Zinc directly stimulates cholecystokinin secretion from enteroendocrine cells and reduces gastric emptying in rats

• Zinc directly stimulates cholecystokinin (CCK) secretion from CCK-producing cells.
• Extracellular calcium is required for zinc-induced CCK secretion.
• Transient receptor potential ankyrin 1 (TRPA1) mediates zinc-induced CCK secretion.
• Zinc delays gastric emptying through the CCK secretion in rats.

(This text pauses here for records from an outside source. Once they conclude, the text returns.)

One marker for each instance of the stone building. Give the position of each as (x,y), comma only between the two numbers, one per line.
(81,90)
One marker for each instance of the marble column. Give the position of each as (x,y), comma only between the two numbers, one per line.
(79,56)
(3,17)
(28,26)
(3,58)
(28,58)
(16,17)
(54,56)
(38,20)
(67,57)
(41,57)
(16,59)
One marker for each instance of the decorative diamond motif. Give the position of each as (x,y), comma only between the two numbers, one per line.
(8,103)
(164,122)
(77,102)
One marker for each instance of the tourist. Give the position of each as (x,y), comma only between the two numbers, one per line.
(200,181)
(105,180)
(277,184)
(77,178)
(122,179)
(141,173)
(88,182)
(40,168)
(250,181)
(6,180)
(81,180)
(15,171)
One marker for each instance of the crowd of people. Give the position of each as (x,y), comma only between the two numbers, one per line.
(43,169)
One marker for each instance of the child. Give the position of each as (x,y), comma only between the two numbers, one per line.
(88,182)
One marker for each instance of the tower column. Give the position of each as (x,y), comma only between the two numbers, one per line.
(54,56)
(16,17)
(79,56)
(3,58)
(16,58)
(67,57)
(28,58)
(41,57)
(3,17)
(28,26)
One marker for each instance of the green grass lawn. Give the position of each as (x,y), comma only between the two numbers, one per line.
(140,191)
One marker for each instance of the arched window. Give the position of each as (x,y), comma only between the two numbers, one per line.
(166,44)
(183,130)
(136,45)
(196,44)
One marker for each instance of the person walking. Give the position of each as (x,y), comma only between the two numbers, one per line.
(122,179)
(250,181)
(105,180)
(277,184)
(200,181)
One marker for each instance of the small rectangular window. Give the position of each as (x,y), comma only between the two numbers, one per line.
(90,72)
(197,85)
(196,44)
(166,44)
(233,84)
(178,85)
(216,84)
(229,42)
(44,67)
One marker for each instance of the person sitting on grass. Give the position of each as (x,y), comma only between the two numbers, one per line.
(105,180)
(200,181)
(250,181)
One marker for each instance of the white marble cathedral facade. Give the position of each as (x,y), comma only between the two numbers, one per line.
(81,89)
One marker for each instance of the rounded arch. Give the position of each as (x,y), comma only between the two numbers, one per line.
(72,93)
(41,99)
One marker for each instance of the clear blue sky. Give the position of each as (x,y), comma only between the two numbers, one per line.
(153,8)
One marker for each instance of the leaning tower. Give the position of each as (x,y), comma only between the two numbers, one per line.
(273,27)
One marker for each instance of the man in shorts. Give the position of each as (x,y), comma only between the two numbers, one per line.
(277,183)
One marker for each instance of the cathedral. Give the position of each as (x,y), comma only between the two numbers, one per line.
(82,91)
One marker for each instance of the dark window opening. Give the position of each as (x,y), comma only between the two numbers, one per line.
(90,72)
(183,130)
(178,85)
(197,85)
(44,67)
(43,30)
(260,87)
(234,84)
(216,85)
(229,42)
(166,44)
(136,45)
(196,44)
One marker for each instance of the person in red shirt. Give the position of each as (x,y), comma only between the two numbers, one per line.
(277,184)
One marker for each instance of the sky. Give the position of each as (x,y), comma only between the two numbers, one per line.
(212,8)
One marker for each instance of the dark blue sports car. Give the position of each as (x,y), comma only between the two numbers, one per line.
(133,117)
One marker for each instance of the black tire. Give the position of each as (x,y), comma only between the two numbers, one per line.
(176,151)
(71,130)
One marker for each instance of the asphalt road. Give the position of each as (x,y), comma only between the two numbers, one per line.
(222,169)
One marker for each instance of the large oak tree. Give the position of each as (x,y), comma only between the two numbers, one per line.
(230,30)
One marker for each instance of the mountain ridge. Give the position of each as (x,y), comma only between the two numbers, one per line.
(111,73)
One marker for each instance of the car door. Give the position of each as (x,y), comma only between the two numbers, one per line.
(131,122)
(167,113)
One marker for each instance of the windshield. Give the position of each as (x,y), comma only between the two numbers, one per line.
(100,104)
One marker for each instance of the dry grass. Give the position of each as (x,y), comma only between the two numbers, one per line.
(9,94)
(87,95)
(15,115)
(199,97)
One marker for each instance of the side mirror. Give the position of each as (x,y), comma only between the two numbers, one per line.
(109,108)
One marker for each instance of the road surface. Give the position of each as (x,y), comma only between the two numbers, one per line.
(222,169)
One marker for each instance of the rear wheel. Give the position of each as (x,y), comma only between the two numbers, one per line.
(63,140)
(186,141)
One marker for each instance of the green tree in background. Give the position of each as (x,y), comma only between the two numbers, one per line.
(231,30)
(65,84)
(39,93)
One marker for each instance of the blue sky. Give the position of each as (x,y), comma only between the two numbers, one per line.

Zinc, an essential mineral element, regulates various physiological functions such as immune responses and hormone secretion. Cholecystokinin (CCK), a gut hormone, has a role in protective immunity through the regulation of gastrointestinal motility, appetite, and inflammatory response. Here, we examined the effect of zinc on CCK secretion in STC-1 cells, an enteroendocrine cell line derived from murine duodenum, and in rats. Extracellular zinc triggered CCK secretion accompanied with increased intracellular Ca2+ and Zn2+ mobilization in STC-1 cells. Zinc-induced CCK secretion was abolished in the absence of intracellular Zn2+ or extracellular calcium. Upon inhibition of transient receptor potential ankyrin 1 (TRPA1), extracellular zinc failed to increase intracellular Ca2+ and subsequent CCK secretion. In rats, oral zinc administration decreased gastric emptying through the activation of CCK signaling. These results suggest that zinc is a novel stimulant for CCK secretion through the activation of TRPA1 related to intracellular Zn2+ and Ca2+ mobilization.